Back in May I entered an online reading challenge to read 12 books from 12 consecutive decades in 12 months. I wasn’t worried about the volume of reading. I read tons. What I should have been worried about was my selections. The good news is that I enjoyed almost every book that I finished. The bad news is that I gave up on three of the twelve.
The Zola started out interestingly enough. I kind of had fun looking up descriptions of the diseases the characters suffered from. But it didn’t take long for that to get old. I set it aside in favor of something more interesting. As I have mentioned earlier, despite being 2/3 of the way through the Roth, I couldn’t be bothered to finish it. It just bored me. As for the James, I hope to pick that up again one day. Given my tastes in reading I feel like James is an author I should really like, but the only novel of his I have ever finished is Washington Square. Just think of all his great works that I could read if I can get over whatever obstacle is keeping me from enjoying him.

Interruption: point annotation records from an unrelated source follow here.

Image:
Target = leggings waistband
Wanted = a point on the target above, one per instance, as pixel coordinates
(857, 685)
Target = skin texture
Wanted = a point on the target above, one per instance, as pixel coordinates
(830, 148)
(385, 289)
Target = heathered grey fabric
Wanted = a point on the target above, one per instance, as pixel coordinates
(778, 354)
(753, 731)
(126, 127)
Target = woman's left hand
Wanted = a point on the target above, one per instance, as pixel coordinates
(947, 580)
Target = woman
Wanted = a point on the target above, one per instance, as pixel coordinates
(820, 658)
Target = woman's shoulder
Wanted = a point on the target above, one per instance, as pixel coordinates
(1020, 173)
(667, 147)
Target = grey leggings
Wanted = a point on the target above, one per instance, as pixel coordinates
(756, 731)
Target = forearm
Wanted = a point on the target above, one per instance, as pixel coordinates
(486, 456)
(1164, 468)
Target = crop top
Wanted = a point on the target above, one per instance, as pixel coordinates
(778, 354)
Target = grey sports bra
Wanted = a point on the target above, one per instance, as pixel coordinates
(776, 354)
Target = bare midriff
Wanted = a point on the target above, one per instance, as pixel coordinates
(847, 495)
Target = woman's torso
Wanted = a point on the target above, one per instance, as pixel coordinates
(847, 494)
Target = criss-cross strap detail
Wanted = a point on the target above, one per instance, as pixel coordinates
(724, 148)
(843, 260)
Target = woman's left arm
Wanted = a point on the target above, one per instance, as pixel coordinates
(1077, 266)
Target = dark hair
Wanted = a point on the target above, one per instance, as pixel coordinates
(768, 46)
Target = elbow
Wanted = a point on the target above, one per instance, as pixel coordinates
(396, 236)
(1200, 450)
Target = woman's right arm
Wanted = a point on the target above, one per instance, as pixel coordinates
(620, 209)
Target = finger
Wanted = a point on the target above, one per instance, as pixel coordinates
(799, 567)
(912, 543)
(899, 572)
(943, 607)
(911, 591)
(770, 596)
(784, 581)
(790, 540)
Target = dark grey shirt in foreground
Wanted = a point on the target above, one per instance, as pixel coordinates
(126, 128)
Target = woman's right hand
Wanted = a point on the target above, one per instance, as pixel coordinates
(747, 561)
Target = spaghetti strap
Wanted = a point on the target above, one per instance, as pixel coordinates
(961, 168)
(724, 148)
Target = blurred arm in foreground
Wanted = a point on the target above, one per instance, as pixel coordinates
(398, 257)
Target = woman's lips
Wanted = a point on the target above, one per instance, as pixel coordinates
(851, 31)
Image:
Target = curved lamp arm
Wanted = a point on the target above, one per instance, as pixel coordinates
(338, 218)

As I wrote in this November post, as I tried to pave the way for me not finishing this challenge, life is too short to read books one finds tedious.
1890s: Lourdes by Emile Zola
1900s: The Golden Bowl by Henry James
1910s: The Rainbow by D.H. Lawrence – 5/23/07
1920s: Point Counter Point by Aldous Huxley – 7/16/07
1930s: The Big Money by John Dos Passos (3rd in his USA trilogy) – 5/30/07
1940s: Dirty Snow by Georges Simenon – 5/20/07
1950s: Mountolive by Lawrence Durrell (3rd in his Alexandria Quartet) – 2/27/07
1960s: The Mandelbaum Gate by Muriel Spark – 7/1/07
1970s: A Word Child by Iris Murdoch – 6/4/07
1980s: In the City of Fear by Ward Just – 11/10/07
1990s: American Pastoral by Philip Roth
2000s: I Am Charlotte Simmons by Tom Wolfe – 4/20/07
You have incredibly good taste, Thomas. You couldn’t have known that “Lourdes” is Zola at his most tedious. I thought that book was hysterical (in the diagnostic sense!) >>I am surprised you didn’t finish the James. His 1881-1903 output is almost uniformly brilliant, if you ask me. “The Golden Bowl” is late, minor, James. At least you tried!>>I’m so happy you read Iris Murdoch. She’s so wildly underrated in America. >>Kudos to you for all that great reading!